Honorable

Personal details
- Born: Kassiano Wadri 29 September 1957 (age 68) Arua, Uganda
- Alma mater: Uganda Martyrs University (Associate degree in Democracy and Social Development) Makerere University (Bachelor of Social Work and Social Administration) (Master of Arts in Social Sector Planning and Management)
- Occupation: Social worker and politician
- Known for: Social work, politics

= Kassiano Wadri =

Ugandan politician

Kassiano Ezati Wadri (born 29 September 1957) is a Ugandan social worker and politician. He was the independent Member of Parliament, representing Arua Municipality in the 10th Parliament (2016 to 2021), effective 29 August 2018. The seat fell vacant when Ibrahim Abiriga of the National Resistance Movement (NRM), was assassinated in June 2018.

Wadri previously represented Terego County, Arua District in the 7th Parliament (2001–2006), 8th Parliament (2006–2011) and 9th Parliament (2011–2016), as a member of the opposition Forum for Democratic Change (FDC) political party. During those tours of duty, Wadri served as the opposition chief whip, the chairperson of the Committee on Government Assurances and as a member of the Committee on Agriculture, Animal Industry and Fisheries and of the Business Committee.

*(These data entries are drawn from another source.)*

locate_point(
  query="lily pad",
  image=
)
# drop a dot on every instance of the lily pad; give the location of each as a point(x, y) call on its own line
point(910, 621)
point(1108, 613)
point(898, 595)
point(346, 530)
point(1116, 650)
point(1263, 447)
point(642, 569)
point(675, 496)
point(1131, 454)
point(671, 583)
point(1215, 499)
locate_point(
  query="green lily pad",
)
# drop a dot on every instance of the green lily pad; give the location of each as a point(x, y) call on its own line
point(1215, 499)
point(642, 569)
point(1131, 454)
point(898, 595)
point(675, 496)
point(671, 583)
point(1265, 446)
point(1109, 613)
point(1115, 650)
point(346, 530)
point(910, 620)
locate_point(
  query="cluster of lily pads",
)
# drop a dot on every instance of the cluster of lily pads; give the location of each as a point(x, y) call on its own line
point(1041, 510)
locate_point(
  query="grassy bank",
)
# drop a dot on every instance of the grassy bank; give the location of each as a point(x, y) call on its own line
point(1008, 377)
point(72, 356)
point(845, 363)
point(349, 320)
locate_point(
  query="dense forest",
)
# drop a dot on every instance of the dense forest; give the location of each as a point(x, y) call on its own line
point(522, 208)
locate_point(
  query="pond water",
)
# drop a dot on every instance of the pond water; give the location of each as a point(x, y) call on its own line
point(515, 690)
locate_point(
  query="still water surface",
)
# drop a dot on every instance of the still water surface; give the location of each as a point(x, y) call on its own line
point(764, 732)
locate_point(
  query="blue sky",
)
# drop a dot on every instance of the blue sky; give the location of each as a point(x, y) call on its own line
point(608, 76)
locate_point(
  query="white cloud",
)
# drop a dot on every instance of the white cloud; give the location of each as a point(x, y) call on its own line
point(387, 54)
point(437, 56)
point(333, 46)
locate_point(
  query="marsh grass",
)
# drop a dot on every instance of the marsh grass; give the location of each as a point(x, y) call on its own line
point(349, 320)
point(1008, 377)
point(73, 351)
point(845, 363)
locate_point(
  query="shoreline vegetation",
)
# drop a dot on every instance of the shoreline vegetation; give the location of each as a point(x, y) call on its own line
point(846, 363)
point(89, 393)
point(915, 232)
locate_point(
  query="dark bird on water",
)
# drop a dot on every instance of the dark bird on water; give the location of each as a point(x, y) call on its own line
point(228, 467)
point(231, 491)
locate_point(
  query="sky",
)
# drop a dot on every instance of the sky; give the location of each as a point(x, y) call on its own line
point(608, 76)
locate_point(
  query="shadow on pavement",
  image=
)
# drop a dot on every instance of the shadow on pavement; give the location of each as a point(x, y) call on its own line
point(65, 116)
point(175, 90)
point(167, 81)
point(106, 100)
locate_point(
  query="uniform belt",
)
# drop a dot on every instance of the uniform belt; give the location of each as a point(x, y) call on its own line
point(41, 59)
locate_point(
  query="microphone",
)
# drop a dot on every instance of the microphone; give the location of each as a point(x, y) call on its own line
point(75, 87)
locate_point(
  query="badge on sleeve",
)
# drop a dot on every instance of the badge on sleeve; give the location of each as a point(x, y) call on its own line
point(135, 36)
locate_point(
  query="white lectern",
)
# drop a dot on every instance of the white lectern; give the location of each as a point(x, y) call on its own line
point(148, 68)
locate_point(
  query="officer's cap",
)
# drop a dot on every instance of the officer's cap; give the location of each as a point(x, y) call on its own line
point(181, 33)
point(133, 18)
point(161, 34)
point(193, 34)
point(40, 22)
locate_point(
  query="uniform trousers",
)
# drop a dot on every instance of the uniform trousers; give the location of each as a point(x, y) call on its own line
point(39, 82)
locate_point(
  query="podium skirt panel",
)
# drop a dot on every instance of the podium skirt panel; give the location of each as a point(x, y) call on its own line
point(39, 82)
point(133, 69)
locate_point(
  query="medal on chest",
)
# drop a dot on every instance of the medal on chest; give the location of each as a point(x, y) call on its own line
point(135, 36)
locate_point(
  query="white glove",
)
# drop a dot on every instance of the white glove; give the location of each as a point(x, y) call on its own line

==Background and education==
He was born in Aivu sub-county, in Arua District on 29 September 1957. He graduated from Makerere University, Uganda's oldest and largest public university, with a Bachelor of Social Work and Social Administration degree in 1981. Twenty years later, the same university awarded him a Master of Arts in Social Sector Planning and Management. In 2003, he graduated with an Associate degree in Democracy and Social Development, from Uganda Martyrs University, in Nkozi, Mpigi District.

==Career==
Kassiano Wadri was a member of parliament for 20 years, going back to 2001, when he was first elected. For much of that time, he was in a leadership position as the opposition chief whip. He was a member of the main FDC opposition political party during that time.

During the by-election to replace the slain Ibrahim Abiriga in August 2018, Wadri decided to run as an independent. In the run-up to this election, Kassiano Wadri was arrested together with other politicians, including Robert Kyagulanyi Ssentamu and others. They were charged with various political crimes and their cases were still winding through the Uganda judicial system, as of December 2018.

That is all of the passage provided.